Avant Blind Detective pure comédie cantonnaise dans laquelle Andy Lau et Sammy Cheng jouaient de leur complicité, il y eut ce Drug War, polar tourné en Chine Mainland. Johnnie To s’était refusé à retourner des films en Chine, le filon chinois a l’air pourtant de bien fonctionner. Avec cette histoire classique de gendarmes contre voleurs, To continue de creuser une de ses thématiques principales : le jeu de rôle, le faux semblant, l’acteur qui se met en scène.

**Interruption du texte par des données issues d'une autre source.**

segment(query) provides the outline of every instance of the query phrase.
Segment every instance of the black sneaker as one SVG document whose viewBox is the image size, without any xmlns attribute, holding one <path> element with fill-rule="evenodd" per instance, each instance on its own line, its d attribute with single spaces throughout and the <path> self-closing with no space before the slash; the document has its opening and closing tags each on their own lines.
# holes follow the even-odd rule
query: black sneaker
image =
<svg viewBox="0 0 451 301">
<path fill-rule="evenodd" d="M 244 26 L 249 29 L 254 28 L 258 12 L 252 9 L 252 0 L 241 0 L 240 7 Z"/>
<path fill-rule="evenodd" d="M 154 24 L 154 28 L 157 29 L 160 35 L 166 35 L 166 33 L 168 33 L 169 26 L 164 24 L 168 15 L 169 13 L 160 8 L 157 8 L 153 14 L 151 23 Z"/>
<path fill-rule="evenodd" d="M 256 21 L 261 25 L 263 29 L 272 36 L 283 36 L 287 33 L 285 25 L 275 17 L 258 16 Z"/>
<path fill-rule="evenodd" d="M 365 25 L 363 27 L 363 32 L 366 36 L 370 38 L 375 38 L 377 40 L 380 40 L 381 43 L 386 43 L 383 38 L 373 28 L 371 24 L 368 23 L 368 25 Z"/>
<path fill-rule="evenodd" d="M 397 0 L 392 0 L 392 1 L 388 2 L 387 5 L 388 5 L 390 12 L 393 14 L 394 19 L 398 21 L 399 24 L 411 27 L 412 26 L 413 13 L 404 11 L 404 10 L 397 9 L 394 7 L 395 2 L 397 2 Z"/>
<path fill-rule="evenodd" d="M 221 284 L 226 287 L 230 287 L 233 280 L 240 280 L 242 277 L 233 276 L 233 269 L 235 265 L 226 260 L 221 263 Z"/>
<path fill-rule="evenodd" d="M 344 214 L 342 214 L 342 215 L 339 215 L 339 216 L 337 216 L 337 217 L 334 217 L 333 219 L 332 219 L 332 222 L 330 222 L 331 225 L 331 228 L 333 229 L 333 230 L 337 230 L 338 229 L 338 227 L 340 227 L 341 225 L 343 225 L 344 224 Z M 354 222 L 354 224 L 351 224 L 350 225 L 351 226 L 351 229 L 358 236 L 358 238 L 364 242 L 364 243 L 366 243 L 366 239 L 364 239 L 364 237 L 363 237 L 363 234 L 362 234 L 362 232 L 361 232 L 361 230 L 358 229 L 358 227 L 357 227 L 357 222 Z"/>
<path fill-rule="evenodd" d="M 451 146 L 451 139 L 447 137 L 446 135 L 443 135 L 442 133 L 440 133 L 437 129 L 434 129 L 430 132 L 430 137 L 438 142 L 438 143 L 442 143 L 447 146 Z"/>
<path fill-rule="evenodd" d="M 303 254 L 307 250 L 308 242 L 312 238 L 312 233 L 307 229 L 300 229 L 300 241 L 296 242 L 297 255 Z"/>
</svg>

De la fourmillante Hong-Kong, Johnnie To délocalise donc son intrigue dans une Chine en pleine grisaille. Un narcotrafiquant d’envergure se fait arrêter par la police chinoise. Cet événement est le début d’une chasse à l’homme sans merci et de jeux de dupes particulièrement retors. Ce qui intéresse le cinéaste ici, c’est avant tout les relations entre les forces de l’ordre et ce gangster, interprété par le toujours impeccable Louis Koo. Ce personnage est un pleutre, dans la plus grande tradition des personnages bouffons de To. Il aurait bien pu être interprété par Lam Suet, autre acteur fétiche de Johnnie To. Sauf que dans Drug War, le pleutre n’est pas drôle. Il se révèle cruel et violent, d’une froideur implacable. N’hésitant pas à trahir et utiliser les gens, Koo apporte un grain de folie appréciable. Toujours en mouvement, imprévisible, c’est bien lui la véritable star du long métrage. Face à Louis Koo, il fallait un contrepoids, un personnage plus mesuré, moins outrancier. Honglei Sun,interprète donc ce personnage de flic impassible. Il apparaît complètement inexpressif, et impressionne avec sa voix rauque et son sang froid à toute épreuve. A la différence du personnage de Louis Koo, ces intentions sont claires, il ne changera pas sa course. Son seul but est d’éradiquer un fléau, à tout prix.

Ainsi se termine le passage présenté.